Talon felt a strange ache in his chest, like he couldn’t draw a deep enough breath. He hugged Knox and slapped him on the back. “Don’t know what I was thinking. I’m glad you’re here, man. How’d you know?”
“Oh, that’d be my fault, babe.” As Talon drew back from his brother, he felt Crystal’s soft, small hand slide into his. A distinct warmth travelled up his arm at the touch of the woman who was soon going to be his forever, and he turned to look into her smiling eyes.
“Even though we decided to do the courthouse thing, I still wanted to buy a special dress. And who better to help than our resident fashionista?” At that, Crystal threw a mock glare at the woman standing next to Knox.
Mica blushed even as she lifted her chin and shot back a smile. “All I did was ask what the occasion was. It’s a perfectly reasonable question. You were the one who gave it away with that twinkle in your eye.”

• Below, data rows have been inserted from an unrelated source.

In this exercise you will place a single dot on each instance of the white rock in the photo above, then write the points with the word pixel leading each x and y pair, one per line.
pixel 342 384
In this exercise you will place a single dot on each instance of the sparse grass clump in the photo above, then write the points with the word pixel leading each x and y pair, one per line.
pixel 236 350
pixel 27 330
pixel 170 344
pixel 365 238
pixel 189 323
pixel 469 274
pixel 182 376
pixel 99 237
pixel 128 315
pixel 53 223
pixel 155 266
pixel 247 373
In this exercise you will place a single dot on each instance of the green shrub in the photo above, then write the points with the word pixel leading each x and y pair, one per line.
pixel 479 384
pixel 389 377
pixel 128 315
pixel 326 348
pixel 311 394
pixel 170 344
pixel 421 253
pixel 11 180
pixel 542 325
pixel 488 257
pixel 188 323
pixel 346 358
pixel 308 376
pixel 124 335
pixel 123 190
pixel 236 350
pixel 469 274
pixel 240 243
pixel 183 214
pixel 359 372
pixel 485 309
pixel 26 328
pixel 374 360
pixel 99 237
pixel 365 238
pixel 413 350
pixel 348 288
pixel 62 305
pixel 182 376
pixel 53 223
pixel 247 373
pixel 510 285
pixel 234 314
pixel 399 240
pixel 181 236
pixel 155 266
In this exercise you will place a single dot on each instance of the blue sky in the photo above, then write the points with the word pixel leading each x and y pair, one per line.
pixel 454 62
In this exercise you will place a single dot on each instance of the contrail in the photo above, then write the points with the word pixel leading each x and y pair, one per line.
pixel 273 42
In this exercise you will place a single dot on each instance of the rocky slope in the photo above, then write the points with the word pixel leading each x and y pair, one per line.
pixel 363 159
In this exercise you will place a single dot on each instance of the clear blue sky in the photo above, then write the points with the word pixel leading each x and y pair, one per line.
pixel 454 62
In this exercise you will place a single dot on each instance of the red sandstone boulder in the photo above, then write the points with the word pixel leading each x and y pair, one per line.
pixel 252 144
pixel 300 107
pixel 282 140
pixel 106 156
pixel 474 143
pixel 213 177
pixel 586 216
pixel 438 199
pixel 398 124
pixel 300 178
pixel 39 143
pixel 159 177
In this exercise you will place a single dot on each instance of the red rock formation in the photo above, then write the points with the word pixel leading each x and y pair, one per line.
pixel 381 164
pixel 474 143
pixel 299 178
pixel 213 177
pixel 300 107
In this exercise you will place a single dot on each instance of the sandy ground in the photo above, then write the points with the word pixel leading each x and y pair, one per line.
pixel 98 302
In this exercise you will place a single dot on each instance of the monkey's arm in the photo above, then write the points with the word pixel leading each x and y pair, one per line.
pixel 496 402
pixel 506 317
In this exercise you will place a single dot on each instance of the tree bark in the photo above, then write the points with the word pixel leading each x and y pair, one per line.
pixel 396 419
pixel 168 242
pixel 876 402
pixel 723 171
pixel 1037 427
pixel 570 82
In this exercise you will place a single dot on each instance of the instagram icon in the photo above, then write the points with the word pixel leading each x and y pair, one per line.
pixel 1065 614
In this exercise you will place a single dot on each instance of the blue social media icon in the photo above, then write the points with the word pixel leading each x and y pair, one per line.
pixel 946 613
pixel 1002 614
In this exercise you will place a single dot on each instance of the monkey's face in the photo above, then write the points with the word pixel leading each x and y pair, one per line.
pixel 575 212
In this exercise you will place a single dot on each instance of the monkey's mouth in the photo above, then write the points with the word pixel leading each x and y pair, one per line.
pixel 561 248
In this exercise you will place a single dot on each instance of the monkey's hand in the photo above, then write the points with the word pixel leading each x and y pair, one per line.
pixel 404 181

“Whatever. Anyway, I’m so glad they’re here. It feels more like a real wedding this way.” Crystal reached up on her tiptoes and brushed her lips against Talon’s. “Aren’t you glad?”
He grabbed her by the back of the head and held her still for a more intimate kiss. The love swelling his heart was unlike anything he’d ever experienced. “Damn straight I am, Gidge. Let’s do this thing.”